JNK is a downstream signal of Flk-1 that is responsible for UVB-induced keratinocyte survival
In keratinocytes, UVB irradiation can initially stimulate ERK and JNK activation to protect cells against UVB-induced apoptosis41,42, which implies that ERK or JNK are potential downstream targets of TC-PTP/Flk-1. Therefore, we examined the levels of phosphorylated ERK and phosphorylated JNK in TC-PTP/WT and TC-PTP/KO IPKs in response to UVB irradiation. Both phosphorylated ERK and phosphorylated JNK expression levels were increased after UVB irradiation (Fig. 6a). While the level of phosphorylated ERK was similarly increased in both types of cells after UVB irradiation, the level of phosphorylated JNK was significantly increased in TC-PTP/KO IPKs compared to TC-PTP/WT IPKs following UVB irradiation (Fig. 6a).

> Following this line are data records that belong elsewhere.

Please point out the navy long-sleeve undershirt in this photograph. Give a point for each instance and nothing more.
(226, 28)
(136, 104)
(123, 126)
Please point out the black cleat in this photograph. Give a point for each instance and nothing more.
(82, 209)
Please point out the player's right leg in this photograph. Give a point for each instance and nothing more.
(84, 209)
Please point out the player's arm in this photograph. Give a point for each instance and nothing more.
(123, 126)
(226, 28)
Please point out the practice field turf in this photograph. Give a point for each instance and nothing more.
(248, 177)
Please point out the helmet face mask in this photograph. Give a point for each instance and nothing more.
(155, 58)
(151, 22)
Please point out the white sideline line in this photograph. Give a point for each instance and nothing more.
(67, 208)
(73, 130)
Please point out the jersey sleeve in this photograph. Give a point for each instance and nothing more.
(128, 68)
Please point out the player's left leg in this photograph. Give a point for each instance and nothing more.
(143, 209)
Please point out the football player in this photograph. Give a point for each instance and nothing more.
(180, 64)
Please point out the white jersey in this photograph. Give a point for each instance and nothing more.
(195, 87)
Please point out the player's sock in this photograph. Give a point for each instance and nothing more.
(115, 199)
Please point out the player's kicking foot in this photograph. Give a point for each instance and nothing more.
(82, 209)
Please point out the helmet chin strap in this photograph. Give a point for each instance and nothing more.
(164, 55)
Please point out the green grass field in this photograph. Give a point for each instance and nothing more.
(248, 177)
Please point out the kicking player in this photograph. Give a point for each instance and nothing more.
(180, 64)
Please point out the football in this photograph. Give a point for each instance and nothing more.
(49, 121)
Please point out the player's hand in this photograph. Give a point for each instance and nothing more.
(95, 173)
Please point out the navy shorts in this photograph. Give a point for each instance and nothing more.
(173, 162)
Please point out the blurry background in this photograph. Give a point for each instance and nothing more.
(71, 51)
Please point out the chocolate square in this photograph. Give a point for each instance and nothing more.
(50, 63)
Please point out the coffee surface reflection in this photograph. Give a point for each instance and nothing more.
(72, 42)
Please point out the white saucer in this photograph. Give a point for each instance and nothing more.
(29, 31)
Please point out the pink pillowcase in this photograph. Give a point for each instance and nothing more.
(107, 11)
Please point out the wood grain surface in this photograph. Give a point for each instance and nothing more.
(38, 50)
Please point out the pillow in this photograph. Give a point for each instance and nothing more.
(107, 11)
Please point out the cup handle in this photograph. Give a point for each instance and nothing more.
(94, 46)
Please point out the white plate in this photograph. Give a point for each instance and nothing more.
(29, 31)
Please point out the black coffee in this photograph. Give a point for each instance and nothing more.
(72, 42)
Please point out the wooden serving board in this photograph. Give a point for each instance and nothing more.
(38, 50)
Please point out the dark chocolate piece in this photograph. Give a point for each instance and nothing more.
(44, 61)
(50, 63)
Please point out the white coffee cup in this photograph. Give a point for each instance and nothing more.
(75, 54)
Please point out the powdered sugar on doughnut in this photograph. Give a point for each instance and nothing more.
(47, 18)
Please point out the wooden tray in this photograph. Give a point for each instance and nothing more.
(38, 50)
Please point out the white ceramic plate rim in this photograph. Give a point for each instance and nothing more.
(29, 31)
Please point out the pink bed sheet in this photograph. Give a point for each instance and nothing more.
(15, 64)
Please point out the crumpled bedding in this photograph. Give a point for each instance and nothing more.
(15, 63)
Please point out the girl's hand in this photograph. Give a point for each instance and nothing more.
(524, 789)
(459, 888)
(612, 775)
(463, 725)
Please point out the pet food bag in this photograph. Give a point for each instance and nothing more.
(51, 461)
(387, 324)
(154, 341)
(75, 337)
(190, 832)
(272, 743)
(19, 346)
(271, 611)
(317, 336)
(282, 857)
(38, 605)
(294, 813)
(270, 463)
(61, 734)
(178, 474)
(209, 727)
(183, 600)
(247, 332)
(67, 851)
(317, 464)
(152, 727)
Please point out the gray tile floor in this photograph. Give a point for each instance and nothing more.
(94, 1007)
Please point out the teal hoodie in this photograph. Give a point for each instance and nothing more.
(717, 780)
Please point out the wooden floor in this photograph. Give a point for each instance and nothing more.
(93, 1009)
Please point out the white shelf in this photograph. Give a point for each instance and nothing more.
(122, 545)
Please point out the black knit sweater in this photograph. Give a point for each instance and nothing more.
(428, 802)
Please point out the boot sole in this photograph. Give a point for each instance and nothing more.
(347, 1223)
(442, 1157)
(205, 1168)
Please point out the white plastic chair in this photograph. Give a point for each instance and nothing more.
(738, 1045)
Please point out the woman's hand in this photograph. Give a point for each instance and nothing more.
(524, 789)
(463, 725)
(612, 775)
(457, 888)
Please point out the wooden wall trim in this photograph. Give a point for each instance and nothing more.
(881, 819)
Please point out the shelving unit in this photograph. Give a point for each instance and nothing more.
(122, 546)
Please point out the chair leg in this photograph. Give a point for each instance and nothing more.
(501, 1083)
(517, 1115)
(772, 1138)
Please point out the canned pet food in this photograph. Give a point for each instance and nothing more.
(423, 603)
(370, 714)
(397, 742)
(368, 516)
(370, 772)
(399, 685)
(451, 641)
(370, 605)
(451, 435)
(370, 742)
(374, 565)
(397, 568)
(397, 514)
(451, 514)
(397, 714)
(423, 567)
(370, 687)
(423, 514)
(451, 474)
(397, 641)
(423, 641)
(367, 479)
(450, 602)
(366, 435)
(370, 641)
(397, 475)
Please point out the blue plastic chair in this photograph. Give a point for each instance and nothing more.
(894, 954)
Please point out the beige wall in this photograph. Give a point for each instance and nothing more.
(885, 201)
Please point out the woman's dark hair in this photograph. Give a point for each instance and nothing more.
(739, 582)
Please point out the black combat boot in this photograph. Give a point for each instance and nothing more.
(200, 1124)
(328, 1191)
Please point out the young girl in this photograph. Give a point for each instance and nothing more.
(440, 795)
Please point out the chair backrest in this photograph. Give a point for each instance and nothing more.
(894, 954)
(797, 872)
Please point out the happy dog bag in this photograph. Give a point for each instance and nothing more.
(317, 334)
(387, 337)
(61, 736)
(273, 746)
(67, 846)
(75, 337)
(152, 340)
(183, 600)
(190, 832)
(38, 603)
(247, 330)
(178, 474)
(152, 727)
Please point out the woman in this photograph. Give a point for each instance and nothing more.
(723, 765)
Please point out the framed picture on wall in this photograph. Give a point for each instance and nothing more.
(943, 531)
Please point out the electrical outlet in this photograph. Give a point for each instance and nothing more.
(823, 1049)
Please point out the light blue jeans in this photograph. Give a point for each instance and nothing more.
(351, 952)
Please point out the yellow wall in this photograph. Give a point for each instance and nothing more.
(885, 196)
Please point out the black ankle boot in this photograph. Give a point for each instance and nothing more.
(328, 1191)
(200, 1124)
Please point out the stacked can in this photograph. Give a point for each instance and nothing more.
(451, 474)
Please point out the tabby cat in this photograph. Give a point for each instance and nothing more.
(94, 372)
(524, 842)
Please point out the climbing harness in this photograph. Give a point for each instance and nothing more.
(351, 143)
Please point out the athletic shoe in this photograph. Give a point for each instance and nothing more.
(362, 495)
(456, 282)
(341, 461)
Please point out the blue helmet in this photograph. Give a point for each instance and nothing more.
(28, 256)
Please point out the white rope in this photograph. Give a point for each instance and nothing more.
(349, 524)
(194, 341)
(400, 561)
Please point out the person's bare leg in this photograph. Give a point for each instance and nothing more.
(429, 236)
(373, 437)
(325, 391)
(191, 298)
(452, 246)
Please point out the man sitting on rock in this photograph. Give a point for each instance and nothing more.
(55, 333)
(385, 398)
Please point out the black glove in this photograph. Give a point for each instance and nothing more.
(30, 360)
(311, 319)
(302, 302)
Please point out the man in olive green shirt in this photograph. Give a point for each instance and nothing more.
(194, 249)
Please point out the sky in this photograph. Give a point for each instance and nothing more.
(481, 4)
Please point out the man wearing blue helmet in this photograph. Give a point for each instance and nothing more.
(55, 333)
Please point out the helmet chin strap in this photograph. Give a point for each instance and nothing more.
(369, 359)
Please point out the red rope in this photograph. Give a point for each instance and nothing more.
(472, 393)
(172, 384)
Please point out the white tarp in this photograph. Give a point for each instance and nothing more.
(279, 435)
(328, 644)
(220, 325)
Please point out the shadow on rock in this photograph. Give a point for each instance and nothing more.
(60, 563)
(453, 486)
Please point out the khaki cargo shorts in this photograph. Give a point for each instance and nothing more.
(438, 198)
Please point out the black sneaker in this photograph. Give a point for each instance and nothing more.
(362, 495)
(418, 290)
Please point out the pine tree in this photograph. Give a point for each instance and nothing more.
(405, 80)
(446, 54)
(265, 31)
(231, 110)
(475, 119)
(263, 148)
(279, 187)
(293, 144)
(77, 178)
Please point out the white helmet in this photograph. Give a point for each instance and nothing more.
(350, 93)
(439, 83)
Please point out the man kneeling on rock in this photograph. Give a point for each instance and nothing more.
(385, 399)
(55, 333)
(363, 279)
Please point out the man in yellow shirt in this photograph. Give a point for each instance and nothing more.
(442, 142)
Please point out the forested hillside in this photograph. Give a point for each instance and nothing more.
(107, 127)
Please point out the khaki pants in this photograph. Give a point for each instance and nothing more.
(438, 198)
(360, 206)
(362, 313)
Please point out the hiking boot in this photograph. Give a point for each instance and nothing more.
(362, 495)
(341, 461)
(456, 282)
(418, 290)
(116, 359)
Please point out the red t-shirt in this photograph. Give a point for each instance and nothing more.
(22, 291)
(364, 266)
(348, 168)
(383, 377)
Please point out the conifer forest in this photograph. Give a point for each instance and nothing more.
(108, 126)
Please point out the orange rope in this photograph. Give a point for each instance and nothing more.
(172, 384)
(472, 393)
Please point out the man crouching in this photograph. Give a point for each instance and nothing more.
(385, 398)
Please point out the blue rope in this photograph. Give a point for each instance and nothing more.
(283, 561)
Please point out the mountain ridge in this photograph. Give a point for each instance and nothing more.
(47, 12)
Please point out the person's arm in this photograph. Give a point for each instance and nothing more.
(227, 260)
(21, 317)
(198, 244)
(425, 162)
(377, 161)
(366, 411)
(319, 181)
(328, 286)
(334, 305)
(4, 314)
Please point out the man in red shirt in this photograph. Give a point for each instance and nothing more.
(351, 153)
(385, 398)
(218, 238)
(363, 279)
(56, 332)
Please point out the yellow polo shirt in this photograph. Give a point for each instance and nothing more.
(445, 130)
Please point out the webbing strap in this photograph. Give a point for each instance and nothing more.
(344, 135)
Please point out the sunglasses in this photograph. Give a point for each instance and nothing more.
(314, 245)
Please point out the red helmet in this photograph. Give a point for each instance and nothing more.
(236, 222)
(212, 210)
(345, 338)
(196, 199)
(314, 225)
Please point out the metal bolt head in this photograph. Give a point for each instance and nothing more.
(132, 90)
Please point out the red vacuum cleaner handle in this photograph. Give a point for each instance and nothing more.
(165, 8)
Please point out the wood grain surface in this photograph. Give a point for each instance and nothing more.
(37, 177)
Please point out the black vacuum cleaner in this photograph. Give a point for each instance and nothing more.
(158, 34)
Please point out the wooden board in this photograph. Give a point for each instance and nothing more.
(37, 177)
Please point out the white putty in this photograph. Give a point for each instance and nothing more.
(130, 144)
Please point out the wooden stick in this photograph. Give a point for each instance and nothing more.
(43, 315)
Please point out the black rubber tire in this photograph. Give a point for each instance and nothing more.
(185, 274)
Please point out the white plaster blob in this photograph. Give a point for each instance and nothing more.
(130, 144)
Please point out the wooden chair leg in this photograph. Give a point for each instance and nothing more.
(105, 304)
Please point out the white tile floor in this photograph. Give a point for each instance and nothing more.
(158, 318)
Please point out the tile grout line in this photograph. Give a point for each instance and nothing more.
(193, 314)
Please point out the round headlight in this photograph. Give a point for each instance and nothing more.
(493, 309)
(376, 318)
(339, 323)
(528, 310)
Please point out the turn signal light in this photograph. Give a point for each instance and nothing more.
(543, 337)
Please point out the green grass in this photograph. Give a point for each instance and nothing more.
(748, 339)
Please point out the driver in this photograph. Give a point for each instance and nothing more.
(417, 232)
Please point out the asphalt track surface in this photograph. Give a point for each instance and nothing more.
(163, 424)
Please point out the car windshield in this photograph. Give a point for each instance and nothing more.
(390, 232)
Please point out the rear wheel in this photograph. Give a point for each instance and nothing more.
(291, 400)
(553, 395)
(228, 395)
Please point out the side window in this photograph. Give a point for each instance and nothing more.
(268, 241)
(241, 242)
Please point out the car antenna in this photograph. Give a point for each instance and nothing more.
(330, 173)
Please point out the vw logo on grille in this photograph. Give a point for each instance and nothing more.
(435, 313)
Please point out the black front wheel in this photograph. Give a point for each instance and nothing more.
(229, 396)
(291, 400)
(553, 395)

To examine whether JNK is involved in UVB-induced apoptosis, IPKs were treated with the JNK-specific inhibitor SP600125 before UVB irradiation. Pretreatment with SP600125 before UVB exposure effectively reduced the level of phosphorylated JNK in both genotypes of IPKs (Fig. 6b). Pretreatment of the JNK inhibitor before UVB exposure reduced cell viability in both TC-PTP/WT and TC-PTP/KO IPKs in comparison to untreated controls. However, the reduction in cell viability of TC-PTP/KO IPKs was higher compared to that in TC-PTP/WT IPKs (Fig. 6c). Consistent with this result, pretreatment of the JNK inhibitor before UVB exposure significantly increased TUNEL-positive apoptotic cells in TC-PTP/KO IPKs to a level comparable with that in TC-PTP/WT IPKs (Fig. 6d, e), which is similar to the results we obtained using Flk-1 inhibitors (Fig. 4g, h). Western blot analysis showed that the levels of both cleaved PARP and cleaved caspase-3 expression were increased in TC-PTP/KO IPKs with pretreatment of the JNK inhibitor, while their expression levels were not changed in TC-PTP/WT IPKs (Fig. 6f). In addition, inhibition of Flk-1 expression or phosphorylation by either siRNA or inhibitors, respectively, reduced the level of phosphorylated JNK in IPKs after UVB irradiation (Fig. 6g, h), demonstrating that JNK is a downstream signaling target of Flk-1.
To examine TC-PTP-mediated regulation of Flk-1/JNK signaling during the response to UVB irradiation in vivo, both TC-PTP/WT and TC-PTP/KO mice were irradiated with UVB, and epidermal cell lysates were prepared for western blot analysis. As shown in Fig. 7a, the levels of phosphorylated Flk-1 and phosphorylated JNK in the epidermis of TC-PTP KO mice were significantly increased in comparison to control mice, especially 1 h after UVB exposure. Collectively, our findings indicate that TC-PTP negatively regulates Flk-1/JNK signaling via direct dephosphorylation of Flk-1 on its Y1173 residue, which contributes to increased epidermal apoptosis in response to UVB exposure (Fig. 7b).